Megyn Kelly’s interview Thursday with conservative commentator Ben Shapiro veered into wildly accusatory territory, and the Fox News anchor said she had no interest in perpetuating the extreme sentiment.
The most notable moment of the interview came when Shapiro, a columnist for Breitbart and TruthRevolt, offered an incendiary explanation for the Obama administration’s response to the kidnapping and murder of three Israeli teenagers.
Their deaths, as well as the murder of a young Palestinian boy, have sparked renewed violence between Israel and Hamas, and Kelly wanted to know if there was “anything we could have done to try to stop this from escalating.”

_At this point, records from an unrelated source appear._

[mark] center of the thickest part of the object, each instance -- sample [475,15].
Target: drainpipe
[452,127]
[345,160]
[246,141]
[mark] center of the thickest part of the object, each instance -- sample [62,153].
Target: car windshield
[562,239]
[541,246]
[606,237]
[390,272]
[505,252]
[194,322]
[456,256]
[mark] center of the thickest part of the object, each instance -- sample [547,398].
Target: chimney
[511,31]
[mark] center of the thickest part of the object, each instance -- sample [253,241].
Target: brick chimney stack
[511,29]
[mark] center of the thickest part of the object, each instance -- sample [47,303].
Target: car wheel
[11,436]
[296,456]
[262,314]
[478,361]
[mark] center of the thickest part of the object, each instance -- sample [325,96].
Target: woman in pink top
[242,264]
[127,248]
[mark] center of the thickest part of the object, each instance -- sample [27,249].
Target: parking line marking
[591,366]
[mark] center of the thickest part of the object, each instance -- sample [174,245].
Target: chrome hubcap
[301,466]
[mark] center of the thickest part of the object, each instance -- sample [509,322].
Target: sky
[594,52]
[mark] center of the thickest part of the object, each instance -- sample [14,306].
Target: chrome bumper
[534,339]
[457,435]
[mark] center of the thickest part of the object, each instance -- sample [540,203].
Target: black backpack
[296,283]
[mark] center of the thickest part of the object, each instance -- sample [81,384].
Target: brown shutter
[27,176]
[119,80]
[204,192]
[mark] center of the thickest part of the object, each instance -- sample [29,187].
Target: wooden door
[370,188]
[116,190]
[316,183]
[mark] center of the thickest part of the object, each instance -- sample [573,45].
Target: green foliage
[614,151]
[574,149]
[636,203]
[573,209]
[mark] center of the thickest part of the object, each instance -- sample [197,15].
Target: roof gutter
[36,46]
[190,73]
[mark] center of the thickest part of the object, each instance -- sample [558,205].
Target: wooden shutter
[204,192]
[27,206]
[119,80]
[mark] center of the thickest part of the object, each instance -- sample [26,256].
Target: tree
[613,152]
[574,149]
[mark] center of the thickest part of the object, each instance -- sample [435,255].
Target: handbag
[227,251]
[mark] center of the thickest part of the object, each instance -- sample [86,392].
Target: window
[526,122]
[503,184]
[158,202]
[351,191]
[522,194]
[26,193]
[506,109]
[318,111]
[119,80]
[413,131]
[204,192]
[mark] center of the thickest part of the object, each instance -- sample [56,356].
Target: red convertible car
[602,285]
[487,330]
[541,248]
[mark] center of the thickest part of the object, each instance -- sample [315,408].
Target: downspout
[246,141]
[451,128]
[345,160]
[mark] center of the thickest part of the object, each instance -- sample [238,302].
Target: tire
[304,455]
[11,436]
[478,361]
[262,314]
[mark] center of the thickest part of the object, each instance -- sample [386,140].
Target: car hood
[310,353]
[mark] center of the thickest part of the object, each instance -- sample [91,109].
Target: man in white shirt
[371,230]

Shapiro denounced the administration for not threatening to withdraw aid from Palestine after the kidnapping and condemned President Obama for saying “Israel should act with restraint with regards to the people who had kidnapped and killed these boys.”
(Obama actually said that “[a]ll parties must protect the innocent and act with reasonableness and restraint, not vengeance and retribution.”)

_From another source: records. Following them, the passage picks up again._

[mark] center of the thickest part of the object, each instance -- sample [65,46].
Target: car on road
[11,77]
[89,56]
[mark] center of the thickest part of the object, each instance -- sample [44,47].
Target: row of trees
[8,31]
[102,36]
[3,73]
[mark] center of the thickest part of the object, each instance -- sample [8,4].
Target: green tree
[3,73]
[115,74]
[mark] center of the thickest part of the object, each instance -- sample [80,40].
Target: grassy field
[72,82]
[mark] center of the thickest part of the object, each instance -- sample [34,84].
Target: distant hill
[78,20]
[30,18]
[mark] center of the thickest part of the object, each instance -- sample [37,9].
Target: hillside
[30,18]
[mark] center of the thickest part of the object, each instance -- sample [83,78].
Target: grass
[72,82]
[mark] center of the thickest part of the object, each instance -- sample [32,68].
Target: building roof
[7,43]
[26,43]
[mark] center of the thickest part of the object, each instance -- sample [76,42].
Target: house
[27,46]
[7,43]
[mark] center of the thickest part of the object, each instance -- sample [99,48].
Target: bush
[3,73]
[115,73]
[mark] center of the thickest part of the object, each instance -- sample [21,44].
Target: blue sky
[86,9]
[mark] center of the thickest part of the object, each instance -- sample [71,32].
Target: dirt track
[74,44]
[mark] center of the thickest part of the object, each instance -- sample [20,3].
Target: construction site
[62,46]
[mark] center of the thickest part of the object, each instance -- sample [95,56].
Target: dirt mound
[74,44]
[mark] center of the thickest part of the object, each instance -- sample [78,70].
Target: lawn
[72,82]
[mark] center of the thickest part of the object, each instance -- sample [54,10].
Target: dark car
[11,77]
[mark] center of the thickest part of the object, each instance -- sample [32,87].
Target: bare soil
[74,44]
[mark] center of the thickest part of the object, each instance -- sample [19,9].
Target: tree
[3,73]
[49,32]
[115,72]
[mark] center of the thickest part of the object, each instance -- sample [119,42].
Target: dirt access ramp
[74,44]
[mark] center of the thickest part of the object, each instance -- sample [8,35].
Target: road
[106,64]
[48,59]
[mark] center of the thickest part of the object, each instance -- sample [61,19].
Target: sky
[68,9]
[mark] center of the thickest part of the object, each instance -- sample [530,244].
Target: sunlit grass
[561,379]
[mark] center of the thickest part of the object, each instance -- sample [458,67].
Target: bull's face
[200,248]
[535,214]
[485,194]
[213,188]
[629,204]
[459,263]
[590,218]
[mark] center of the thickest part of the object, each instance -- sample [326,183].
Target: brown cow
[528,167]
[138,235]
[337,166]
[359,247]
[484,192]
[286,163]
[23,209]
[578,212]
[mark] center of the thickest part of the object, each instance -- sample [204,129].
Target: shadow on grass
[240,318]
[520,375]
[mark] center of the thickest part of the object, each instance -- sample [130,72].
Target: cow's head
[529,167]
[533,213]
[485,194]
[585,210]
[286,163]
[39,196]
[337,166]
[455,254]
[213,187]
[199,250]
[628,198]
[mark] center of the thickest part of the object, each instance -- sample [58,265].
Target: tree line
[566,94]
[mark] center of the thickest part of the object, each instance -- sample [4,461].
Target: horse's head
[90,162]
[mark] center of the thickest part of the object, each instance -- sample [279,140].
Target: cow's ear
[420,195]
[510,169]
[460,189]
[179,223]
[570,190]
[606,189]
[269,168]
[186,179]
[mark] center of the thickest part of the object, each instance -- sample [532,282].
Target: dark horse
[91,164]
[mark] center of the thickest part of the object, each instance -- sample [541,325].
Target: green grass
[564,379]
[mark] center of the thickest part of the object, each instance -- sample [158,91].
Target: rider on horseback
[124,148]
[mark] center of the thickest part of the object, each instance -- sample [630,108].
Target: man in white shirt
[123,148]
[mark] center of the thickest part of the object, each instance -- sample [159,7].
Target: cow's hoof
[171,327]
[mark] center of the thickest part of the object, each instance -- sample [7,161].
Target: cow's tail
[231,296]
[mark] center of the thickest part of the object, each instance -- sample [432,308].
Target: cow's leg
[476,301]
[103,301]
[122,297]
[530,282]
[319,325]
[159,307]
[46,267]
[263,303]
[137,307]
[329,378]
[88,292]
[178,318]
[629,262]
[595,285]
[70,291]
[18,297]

“This is an anti-Israel administration. It’s the first administration in American history that is obviously anti-Israel,” Shapiro said. “It’s borderline a Jew-hating administration.”
“Wow,” Kelly said. “That’s strong.”
Kelly pushed back further, pointing out that Israel’s Iron Dome, the country’s air defense system, has been “largely funded in part by the United States, hundreds of millions of dollars, under President Barack Obama.”
“Well, the President of the United States still is going to sign over money to Israel because it’s politically unpalatable not to do so,” Shapiro responded. “But that doesn’t mean that the President of the United States can’t undermine Israel’s ability to take out the people that are going after it.”
As is custom in today’s era of cable news and social media collaboration, notable quotes were tweeted out from Kelly’s account throughout the interview — including Shapiro’s inflammatory “Jew-hating administration” line.
Some Twitter users were astounded to see the quote passed around by Kelly and they called her out for giving oxygen to Shapiro’s accusation.
Really @megynkelly?
— Joan Walsh (@joanwalsh) July 11, 2014
Ultimately, Kelly took to Twitter herself to concede that the critics had a point. She said that Shapiro’s remark was tweeted out by her staff and was not something she wanted to circulate. Kelly said she deleted the tweet.
Critics have point-@benshapiro quote tweeted by staff during show; not a cmt I wish 2 recirc which is why I challenged on air& deleted tweet
— Megyn Kelly (@megynkelly) July 11, 2014
Shapiro was unequivocal when he levied the anti-Semitic charge in a column last week. His “borderline” caveat was noticeably absent from the unambiguously titled piece, “The Jew-Hating Obama Administration.”